Sara Lee Splits

Company spinning off beverage, bakery business

DOWNERS GROVE, Ill. -- Sara Lee Corp. said that its board of directors has agreed in principle to divide the company into two separate, publicly traded companies. It expects to complete the separation in early calendar year 2012, it said.

Under the plan approved by its board, Sara Lee's North American Retail and North American Foodservice businesses (excluding the North American beverage business) will be spun off, tax-free, into a new public company that will retain the "Sara Lee" name. Its leading brands will include Sara Lee, Jimmy Dean, Ball Park, Hillshire Farm, Chef [image-nocss] Pierre and State Fair. The new company would have reported approximately $4.1 billion in revenue in fiscal 2010.

The yet-to-be-named other company will consist of Sara Lee's current international beverage and bakery businesses, as well as the North American beverage business. Its leading brands will include Douwe Egberts, Senseo, Pickwick, Maison du Cafe, L'OR, Cafe Pilao, Marcilla and Bimbo. This entity would have reported approximately $4.6 billion in revenue in fiscal 2010 using fiscal 2010 actual exchange rates.

Each company is projected to have an investment-grade credit profile, a competitive dividend yield, a corporate tax rate of approximately 35% and future financial flexibility with a targeted gross leverage of 2.0x EBITDA.

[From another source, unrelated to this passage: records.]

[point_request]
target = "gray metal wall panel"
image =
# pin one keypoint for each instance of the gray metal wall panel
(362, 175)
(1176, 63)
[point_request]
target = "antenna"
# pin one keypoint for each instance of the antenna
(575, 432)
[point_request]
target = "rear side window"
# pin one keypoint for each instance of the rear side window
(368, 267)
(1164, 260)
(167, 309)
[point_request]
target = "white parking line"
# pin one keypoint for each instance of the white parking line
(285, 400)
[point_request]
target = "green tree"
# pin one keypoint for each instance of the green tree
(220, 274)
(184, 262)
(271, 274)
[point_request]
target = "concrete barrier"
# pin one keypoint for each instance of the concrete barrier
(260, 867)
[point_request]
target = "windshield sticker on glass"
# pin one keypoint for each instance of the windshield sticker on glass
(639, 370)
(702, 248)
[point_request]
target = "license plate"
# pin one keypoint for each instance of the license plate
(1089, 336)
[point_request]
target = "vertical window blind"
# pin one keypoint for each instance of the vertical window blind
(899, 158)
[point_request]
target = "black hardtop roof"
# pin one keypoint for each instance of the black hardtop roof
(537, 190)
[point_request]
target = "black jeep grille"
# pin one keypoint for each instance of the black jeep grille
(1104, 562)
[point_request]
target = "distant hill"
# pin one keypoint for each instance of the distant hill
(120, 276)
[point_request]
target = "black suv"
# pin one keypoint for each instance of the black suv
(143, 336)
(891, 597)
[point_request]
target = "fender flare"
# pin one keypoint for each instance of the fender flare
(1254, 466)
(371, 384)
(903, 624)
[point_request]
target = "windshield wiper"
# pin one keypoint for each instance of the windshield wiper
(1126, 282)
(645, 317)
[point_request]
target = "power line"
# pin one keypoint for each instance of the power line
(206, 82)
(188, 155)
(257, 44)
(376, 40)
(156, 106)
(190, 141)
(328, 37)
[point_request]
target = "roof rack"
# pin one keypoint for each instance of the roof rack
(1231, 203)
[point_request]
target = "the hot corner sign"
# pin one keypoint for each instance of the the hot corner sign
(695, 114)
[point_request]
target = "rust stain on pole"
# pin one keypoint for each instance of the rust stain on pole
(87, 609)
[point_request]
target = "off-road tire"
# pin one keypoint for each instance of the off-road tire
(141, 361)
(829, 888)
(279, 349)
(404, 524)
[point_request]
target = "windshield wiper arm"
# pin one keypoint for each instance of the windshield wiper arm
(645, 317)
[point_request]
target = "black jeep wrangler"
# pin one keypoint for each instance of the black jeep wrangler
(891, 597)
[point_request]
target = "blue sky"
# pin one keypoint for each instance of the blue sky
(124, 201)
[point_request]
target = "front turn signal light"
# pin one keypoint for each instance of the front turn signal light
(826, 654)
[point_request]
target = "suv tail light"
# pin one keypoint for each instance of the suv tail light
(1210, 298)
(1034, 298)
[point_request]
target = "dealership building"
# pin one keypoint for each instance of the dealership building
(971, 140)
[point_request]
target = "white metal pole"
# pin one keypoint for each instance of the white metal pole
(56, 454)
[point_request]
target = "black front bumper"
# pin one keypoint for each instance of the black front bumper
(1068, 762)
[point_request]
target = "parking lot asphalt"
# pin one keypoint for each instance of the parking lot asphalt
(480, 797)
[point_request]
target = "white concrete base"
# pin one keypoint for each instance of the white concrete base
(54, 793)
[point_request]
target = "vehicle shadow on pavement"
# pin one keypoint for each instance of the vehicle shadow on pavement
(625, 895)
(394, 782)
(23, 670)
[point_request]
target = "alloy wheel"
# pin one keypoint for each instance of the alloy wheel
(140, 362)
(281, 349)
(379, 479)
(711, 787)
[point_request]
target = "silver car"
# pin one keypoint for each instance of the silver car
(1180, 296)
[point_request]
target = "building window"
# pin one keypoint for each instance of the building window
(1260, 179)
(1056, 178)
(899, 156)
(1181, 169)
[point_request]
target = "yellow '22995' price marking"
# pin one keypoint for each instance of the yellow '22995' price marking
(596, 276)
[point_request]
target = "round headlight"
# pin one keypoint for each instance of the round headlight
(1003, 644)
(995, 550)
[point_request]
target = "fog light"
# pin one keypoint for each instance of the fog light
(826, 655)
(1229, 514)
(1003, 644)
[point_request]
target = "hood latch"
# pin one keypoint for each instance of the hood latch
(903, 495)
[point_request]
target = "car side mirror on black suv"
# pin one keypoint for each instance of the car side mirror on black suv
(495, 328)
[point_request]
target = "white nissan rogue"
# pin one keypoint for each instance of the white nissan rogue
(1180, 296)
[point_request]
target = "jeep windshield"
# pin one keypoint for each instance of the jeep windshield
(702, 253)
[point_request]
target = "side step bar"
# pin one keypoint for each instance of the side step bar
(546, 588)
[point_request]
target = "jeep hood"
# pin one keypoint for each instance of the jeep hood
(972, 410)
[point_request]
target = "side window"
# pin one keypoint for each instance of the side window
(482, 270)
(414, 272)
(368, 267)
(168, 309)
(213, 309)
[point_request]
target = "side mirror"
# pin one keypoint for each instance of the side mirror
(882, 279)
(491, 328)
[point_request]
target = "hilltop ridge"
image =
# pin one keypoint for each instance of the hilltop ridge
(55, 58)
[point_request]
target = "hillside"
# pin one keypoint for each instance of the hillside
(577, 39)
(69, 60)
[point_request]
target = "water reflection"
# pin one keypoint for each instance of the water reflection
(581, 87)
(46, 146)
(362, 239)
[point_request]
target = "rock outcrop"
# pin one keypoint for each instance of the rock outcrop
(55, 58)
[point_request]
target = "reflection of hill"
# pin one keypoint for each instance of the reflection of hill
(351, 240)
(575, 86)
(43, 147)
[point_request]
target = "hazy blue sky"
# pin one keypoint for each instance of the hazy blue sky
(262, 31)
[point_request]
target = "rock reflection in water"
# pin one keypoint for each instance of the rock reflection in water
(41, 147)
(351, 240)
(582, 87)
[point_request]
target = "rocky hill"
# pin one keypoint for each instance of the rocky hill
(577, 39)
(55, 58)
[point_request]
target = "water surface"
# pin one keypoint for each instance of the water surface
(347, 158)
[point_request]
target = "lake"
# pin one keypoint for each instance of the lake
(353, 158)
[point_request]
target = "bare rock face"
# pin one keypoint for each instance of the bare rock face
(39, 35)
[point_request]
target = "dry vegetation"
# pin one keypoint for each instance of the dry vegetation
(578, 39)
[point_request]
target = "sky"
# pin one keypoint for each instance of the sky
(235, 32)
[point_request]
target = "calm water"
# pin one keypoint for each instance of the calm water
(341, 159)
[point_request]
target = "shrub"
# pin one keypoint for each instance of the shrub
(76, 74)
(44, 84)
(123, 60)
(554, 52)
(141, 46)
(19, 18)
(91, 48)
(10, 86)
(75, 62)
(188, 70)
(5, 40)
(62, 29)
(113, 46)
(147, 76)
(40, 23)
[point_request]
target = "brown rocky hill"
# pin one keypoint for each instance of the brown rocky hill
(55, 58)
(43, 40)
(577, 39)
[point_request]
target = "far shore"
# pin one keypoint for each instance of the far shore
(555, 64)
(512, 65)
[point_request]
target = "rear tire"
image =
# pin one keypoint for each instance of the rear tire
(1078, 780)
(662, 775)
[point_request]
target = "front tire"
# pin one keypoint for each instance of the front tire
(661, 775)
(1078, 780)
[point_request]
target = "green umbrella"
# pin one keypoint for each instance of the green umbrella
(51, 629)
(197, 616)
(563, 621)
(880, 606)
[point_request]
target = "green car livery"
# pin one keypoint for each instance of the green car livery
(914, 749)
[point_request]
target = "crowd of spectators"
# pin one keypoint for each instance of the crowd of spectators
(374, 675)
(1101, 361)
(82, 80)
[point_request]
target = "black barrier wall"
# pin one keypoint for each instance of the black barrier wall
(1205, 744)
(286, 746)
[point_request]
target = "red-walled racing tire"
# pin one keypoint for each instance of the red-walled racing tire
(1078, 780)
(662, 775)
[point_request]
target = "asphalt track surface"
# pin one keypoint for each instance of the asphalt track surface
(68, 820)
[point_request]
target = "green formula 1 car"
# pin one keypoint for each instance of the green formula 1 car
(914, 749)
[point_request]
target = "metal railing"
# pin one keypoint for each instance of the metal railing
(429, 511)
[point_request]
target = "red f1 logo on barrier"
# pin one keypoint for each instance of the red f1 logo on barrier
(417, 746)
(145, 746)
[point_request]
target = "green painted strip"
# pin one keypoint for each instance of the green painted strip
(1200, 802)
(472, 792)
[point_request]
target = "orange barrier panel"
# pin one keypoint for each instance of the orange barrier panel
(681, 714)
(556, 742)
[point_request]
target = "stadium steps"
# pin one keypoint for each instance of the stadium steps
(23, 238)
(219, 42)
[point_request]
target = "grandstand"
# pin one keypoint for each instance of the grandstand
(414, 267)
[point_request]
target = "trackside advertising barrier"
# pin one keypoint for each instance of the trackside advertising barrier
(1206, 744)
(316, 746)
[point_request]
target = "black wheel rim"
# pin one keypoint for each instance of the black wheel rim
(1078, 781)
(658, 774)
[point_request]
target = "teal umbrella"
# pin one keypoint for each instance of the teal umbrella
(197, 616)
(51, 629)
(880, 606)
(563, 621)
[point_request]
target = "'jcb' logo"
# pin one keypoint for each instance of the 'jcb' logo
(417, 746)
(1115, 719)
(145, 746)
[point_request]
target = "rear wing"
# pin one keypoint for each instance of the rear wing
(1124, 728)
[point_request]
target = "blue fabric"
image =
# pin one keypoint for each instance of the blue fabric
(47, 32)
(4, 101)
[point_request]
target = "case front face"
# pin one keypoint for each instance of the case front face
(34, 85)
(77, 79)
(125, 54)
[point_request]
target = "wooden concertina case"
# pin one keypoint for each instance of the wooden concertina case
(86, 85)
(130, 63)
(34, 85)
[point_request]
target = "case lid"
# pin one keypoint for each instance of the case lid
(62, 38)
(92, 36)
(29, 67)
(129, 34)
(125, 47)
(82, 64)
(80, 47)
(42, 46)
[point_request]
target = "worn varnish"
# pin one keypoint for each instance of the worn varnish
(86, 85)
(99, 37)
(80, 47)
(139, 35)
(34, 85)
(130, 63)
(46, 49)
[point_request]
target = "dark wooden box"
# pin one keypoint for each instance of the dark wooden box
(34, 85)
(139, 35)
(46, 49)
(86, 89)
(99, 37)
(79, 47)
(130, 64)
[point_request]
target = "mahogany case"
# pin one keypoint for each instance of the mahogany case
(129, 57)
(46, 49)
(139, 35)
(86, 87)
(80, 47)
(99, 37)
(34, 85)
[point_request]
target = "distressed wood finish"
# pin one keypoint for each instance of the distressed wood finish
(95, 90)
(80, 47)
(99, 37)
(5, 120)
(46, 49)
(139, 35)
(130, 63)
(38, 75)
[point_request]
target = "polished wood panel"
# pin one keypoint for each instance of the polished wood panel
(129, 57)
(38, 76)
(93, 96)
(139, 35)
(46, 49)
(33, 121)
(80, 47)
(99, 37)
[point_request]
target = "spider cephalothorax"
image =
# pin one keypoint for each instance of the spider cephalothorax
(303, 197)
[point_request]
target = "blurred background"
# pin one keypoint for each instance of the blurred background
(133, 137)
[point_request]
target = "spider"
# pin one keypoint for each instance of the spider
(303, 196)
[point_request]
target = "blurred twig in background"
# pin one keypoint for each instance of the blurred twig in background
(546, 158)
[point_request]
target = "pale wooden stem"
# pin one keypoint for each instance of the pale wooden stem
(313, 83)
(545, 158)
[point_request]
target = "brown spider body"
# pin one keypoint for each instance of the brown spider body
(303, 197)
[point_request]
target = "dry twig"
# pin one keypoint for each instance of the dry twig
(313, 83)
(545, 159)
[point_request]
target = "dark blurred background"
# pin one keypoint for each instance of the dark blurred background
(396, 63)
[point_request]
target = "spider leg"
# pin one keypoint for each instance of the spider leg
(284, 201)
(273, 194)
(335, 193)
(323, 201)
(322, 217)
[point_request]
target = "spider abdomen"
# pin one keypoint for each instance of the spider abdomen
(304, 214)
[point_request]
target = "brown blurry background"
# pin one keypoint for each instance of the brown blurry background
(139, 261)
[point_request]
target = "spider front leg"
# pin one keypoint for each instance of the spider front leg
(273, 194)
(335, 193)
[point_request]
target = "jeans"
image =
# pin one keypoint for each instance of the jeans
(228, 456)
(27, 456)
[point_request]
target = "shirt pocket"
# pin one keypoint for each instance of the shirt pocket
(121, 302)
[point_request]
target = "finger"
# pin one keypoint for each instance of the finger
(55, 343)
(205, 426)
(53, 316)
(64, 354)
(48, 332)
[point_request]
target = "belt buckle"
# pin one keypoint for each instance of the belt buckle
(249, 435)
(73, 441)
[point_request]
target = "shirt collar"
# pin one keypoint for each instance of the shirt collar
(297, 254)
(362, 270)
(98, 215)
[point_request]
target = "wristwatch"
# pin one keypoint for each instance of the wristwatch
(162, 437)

In conjunction with the planned separation, the board intends to declare a $3-per-share special dividend on the company's common stock, the majority of which will be funded with proceeds from the sale of the company's North American fresh bakery business. It said that it expects the special dividend to be declared and paid in fiscal 2012 and before completion of the spinoff of Sara Lee's North American Retail and North American Foodservice businesses.

"Today's announcement is a logical step following the divestment of our international household and body care business and the announced sale of our North American fresh bakery business," said James Crown, Sara Lee Corp.'s chairman. "We have carefully considered various strategic alternatives, including unsolicited indications of interest in the company. We believe that the spinoff, plus the one-time special dividend, offers the greatest potential for delivering long-term shareholder value. These two pure-play companies will have their own distinct growth strategies within their respective core markets that will attract a more focused shareholder base."

The board also announced that, effective immediately, it has appointed Jan Bennink, 54, as director and executive chairman. Bennink's primary responsibility is the leadership and implementation of the spinoff, in addition to chairing the board and building and maintaining a senior management team. Bennink replaces Jim Crown, who has served as chairman since May 2010. Crown will continue on the board and will serve as lead independent director.

Bennink has extensive executive leadership experience in the food and beverage and consumer packaged goods industries. Most recently, he served as CEO of Royal Numico and has also held key management positions with Groupe Danone, Benckiser Gmbh and Procter & Gamble. He previously served on the advisory board of ABN AMRO, as well as on the boards of various global companies, including Kraft Foods. He is currently a director of Coca-Cola Enterprises.

Also effective immediately, Sara Lee has appointed Marcel Smits, 49, as CEO. Smits has been serving as the company's interim CEO since May 2010. Smits will be responsible for Sara Lee's day-to-day operations and execution of the company's annual operating plan and strategy.

In addition to Bennink and Smits, the board has named Mark Garvey, 46, as CFO.

Garvey has been serving as interim CFO officer since May 2010.

The board has also determined that CJ Fraleigh, 47, who currently serves as Sara Lee's CEO for North America, will be named CEO of the new North American Retail and Foodservice business upon completion of the spinoff.

In February 2010, Sara Lee Corp. announced a revised capital plan with intent to repurchase between $2.5 and $3 billion of stock. The company repurchased $500 million of shares in fiscal year 2010, $765 million of shares to date in fiscal 2011 and intends to repurchase an additional $535 million of stock in the remainder of this fiscal year, for a cumulative total of $1.8 billion through the end of fiscal 2011.

After payment of the $3 special dividend in fiscal 2012, the company will have returned a total of $3.5 billion of capital to its shareholders since the revised capital plan was announced, and, at this time, does not expect to continue with further share repurchases through the completion of the spin-off. The company said that it expects to maintain its quarterly dividend through the completion of the separation process.

The company is developing detailed implementation plans for the spinoff and will continue to evaluate a variety of methods to enhance the efficiency of the operating structure of the two companies. Sara Lee will consult with relevant works councils during the process. The separation plan will also be subject to final approval by the board, other customary approvals and the receipt of an IRS tax ruling.